ARCTIC HEALTH SERIES: Finland ‘downplays’ suicide figures says expert

Image YLE.The chairman of the Finnish Central Association for Mental Health, Pekka Sauri, believes that Finland’s world-leading suicide rate has been downplayed. He also demands a suicide prevention programme, which would learn from the good experiences of the 1990s.

Last week the National Institute for Health and Welfare (THL) poured cold water on research published in the Lancet that argued suicide was on the rise in Finland because of the financial crisis.

Three people kill themselves in Finland each day. The figures have not changed much in the last ten years. According to Sauri there is no reason for self-satisfaction in Finland, even though the number of suicides has reduced from a peak of 1,500 in 1990 down to around a thousand annually. Sauri says that most of this reduction took place largely in the early 1990s, and attributes much of the fall to a suicide prevention programme that ended in 1996.

Sauri would improve the earlier programme by increasing expertise among patient and bereaved organisations, police, social workers and media. He says that the programme should improve support for those suffering from the poor economic situation and their relatives.
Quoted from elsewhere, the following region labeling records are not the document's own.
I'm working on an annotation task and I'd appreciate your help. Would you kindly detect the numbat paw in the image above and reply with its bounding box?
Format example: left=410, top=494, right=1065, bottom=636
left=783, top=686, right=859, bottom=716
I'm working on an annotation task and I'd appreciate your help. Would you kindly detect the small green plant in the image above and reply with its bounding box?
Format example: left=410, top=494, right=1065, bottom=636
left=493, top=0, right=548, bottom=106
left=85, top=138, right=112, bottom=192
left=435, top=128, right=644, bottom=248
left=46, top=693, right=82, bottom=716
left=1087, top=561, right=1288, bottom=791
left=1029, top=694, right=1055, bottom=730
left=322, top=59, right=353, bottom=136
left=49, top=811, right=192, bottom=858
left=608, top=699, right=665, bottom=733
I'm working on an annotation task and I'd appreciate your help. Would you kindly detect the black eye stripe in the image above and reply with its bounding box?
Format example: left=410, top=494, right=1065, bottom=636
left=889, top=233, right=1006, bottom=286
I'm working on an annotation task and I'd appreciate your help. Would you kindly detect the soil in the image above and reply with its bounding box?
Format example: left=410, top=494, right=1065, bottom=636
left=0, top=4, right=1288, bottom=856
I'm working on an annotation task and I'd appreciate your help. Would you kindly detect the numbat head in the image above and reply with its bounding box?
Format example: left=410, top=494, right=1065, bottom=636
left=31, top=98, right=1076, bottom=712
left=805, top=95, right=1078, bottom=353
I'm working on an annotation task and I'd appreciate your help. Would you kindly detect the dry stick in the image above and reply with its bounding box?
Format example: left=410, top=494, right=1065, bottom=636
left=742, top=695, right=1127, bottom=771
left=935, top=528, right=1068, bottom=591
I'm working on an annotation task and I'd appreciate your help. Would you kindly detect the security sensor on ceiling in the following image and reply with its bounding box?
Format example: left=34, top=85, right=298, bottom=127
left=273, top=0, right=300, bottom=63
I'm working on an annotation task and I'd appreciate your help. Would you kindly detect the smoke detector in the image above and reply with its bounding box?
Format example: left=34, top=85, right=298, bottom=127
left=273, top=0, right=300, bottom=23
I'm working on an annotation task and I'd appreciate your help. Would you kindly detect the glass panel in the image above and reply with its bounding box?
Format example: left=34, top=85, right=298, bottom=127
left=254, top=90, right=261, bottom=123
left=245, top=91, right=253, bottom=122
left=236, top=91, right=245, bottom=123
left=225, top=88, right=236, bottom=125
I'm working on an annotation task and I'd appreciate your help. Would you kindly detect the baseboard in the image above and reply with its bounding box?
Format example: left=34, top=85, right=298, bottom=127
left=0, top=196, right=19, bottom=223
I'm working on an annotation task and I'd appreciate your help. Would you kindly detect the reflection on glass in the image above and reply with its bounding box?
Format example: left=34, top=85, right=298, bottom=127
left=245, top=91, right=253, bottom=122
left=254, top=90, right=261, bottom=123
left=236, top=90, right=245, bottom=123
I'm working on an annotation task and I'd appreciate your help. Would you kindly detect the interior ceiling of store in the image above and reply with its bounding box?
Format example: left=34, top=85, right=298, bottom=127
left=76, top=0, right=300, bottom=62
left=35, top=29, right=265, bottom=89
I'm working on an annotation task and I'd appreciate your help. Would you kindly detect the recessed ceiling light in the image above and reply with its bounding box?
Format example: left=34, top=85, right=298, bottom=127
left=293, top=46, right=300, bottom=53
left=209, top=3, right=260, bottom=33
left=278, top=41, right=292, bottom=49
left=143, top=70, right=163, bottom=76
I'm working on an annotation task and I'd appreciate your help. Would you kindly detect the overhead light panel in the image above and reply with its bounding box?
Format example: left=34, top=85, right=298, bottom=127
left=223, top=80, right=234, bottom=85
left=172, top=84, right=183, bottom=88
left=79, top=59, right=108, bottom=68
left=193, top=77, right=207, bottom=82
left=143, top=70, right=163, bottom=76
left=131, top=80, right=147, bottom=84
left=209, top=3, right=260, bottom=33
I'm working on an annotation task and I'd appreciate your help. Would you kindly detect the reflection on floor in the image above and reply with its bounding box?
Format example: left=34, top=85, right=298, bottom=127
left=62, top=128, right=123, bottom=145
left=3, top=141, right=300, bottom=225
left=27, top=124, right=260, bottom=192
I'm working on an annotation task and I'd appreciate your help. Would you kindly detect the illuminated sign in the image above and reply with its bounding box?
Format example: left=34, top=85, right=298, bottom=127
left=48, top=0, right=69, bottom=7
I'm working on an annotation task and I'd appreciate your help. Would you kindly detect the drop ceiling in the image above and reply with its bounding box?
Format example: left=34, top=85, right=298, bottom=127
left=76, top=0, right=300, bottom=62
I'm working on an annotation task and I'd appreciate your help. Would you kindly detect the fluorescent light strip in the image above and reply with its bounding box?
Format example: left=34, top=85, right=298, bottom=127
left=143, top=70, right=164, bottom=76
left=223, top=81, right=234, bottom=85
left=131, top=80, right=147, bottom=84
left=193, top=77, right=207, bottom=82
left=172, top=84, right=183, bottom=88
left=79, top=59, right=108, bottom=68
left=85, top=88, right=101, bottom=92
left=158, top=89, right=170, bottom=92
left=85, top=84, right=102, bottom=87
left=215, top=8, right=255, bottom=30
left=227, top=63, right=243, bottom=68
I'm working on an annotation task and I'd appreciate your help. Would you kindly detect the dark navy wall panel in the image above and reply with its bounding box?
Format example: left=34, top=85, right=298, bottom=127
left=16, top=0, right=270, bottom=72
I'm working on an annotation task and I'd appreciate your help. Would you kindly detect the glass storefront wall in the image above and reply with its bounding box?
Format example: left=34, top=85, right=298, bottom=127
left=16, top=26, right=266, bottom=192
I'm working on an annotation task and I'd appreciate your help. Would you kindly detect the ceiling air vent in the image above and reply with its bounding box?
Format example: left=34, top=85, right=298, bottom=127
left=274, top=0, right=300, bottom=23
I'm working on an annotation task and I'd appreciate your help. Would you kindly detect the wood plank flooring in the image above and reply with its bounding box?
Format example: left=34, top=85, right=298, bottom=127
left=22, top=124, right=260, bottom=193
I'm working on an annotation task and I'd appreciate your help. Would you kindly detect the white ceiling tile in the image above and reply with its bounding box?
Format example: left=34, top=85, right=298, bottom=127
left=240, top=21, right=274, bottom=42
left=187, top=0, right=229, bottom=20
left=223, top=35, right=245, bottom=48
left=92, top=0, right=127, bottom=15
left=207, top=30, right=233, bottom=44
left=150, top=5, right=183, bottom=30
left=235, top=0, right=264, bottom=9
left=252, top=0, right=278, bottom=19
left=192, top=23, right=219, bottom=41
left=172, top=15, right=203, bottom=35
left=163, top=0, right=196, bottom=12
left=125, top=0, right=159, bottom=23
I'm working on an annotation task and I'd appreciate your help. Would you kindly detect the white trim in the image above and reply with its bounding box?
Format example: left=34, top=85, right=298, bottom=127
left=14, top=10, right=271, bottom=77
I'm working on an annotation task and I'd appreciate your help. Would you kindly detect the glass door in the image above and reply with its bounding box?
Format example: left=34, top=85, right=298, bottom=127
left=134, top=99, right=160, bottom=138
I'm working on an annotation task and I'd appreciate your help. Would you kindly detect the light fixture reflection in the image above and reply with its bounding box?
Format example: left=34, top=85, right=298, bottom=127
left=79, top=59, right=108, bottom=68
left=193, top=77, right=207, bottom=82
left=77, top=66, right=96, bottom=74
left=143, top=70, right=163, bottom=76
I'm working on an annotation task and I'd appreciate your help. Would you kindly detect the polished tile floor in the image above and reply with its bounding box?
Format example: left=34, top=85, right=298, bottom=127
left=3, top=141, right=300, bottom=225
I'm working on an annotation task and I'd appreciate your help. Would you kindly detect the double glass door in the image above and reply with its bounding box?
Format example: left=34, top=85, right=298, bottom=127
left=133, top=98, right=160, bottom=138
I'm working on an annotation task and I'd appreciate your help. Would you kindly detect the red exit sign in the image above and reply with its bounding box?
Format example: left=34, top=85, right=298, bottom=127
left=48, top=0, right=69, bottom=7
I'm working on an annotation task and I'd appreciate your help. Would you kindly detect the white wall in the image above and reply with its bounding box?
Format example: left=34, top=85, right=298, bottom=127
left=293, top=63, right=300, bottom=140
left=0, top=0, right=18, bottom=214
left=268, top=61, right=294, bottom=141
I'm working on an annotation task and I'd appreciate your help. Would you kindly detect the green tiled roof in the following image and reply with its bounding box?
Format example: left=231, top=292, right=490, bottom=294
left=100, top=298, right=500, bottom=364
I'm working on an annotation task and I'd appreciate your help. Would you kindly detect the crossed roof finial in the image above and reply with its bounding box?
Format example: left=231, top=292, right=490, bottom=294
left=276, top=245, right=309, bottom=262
The British medical journal The Lancet said last week that the financial crisis of 2008 caused a rise in suicide in Finland. The THL observed that the study made too direct a link between the suicide figures and the financial crisis.

THL Professor Jouko Lönnqvist believes that suicide is affected by many factors, of which the financial crisis is just one hypothesis. He points out that suicide figures should be observed over a long period, and that the number of suicides continued to fall since the 1990s and that that decline has now stopped. He observes that the situation raises questions, and that the causes should be more closely investigated.